China's Iron Ore Demand Has Been Slowing

Iron ore futures are under pressure again in Asia -- signaling a possible return to the $50s for the benchmark spot price -- as concern builds about the outlook for rising supply and China’s clampdown on leverage ripples through markets, possibly triggering forced sales.

The most-active contract in Dalian lost as much as 1.8 percent, while the SGX AsiaClear futures in Singapore fell 0.9 percent to $59.30 a metric ton. After a five-day losing run, the spot price for 62 percent content is at $60.15 a dry ton, the lowest since October, according to Metal Bulletin Ltd.

The commodity has sunk on concern mine supplies will go on rising just as China’s mills enter a weaker period for demand and policy makers in Asia’s top economy rein in leverage. Stockpiles at mainland ports are near a record after robust shipments from Australia and Brazil, with miner BHP Billiton Ltd. citing the inventories as among risk factors that may tug prices lower. Citigroup Inc. has said there may have been forced sales by some traders in China.

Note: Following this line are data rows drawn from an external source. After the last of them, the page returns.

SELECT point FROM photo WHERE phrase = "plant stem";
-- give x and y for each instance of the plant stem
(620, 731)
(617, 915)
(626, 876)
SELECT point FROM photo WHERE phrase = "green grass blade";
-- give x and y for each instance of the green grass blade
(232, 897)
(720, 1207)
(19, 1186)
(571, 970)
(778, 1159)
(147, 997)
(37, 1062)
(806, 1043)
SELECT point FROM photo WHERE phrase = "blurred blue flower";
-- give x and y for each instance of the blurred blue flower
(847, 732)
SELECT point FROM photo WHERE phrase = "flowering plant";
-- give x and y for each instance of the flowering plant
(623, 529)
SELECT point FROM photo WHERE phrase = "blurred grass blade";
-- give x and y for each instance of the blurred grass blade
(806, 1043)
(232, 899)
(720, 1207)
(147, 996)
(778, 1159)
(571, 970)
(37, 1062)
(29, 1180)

“Iron ore doesn’t have good fundamentals,” said Dang Man, an analyst at Maike Futures Co., citing factors including the crackdown on leverage, which has tightened liquidity and hit commodity markets. “Supply-side pressure is huge as ever, and mills are still seeking to draw down inventories.”

‘Forced to Destock’

Citigroup offered a mixed picture on iron ore in a note on metals on May 7. “We suspect that a good number of physical traders that are financially leveraged up to five times have been forced to destock due to rising short-term borrowing costs and the recent sharp price corrections,” the bank said. Still, there could be some upside to iron ore in the second half if steel capacity cuts accelerate and steel prices climb on higher demand, it added.

Citigroup isn’t alone in saying that some traders may be compelled to sell holdings into a falling market as China tightens. Shanghai Cifco Futures Co. said this week signs are emerging that traders are dumping their holdings.

Iron ore’s decline has hurt miners’ shares. In Sydney, Fortescue Metals Group Ltd., the country’s no. 3 shipper, has lost 17 percent this year. Rio Tinto Group is 1.9 percent lower in 2017, while BHP stock is 7.6 percent weaker.

The slump in prices was flagged well in advance by analysts including Barclays Plc and Capital Economics Ltd., as well as Australia’s government, which warned last month rising supply may drive prices back into the $50s. Westpac Banking Corp., which placed first in predicting prices in the first quarter according to data compiled by Bloomberg, is also bearish.